Prabhakar R, Julka P K, Ganesh T, Munshi A, Joshi R C, Rath G K
Department of Radiotherapy, Institute Rotary Cancer Hospital, All India Institute of Medical Sciences, New Delhi, India.
Jpn J Clin Oncol. 2007 Jun;37(6):405-11. doi: 10.1093/jjco/hym050. Epub 2007 Jul 16.
The aim of this study was to establish whether radiation treatment planning using MRI alone could replace CT-based planning for brain tumors while retaining the dosimetric accuracy. This would help to provide a single imaging modality for both target delineation as well as treatment planning, thus saving time and resources.
Twenty-five patients with brain tumors were scanned on a spiral CT scanner and 1.5 T MRI scanner. Three treatment plans were generated for all patients. The first plan was generated using the CT scan images with inhomogeneity correction (CT + IC); the second plan used the CT scan without inhomogeneity correction (CT-IC) and the third plan was generated using the MRI scan (MRI alone).

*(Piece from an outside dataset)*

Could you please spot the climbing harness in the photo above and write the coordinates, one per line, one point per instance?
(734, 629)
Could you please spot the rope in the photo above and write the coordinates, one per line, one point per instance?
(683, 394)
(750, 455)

The maximum distortion in the MRI phantom study was less than 1 mm. There were no statistically significant differences in any of the target coverage parameters analysed in this study. Similarly, the maximum antero-posterior and lateral dimensions for the CT-based and MRI-based planning did not show any statistical difference.
MRI-based treatment planning for brain lesions is feasible and gives equivalent dosimetric results compared to CT-based treatment planning.
本研究的目的是确定仅使用MRI进行放射治疗计划是否可以在保持剂量准确性的同时取代基于CT的脑肿瘤治疗计划。这将有助于为靶区勾画和治疗计划提供单一的成像方式,从而节省时间和资源。
对25例脑肿瘤患者进行螺旋CT扫描和1.5T MRI扫描。为所有患者生成三个治疗计划。第一个计划使用经过不均匀性校正的CT扫描图像(CT + IC)生成;第二个计划使用未进行不均匀性校正的CT扫描(CT-IC),第三个计划使用MRI扫描(仅MRI)生成。
MRI体模研究中的最大变形小于1mm。本研究分析的任何靶区覆盖参数均无统计学显著差异。同样,基于CT和基于MRI的计划的最大前后径和横径也未显示出任何统计学差异。
基于MRI的脑病变治疗计划是可行的,并且与基于CT的治疗计划相比,剂量学结果相当。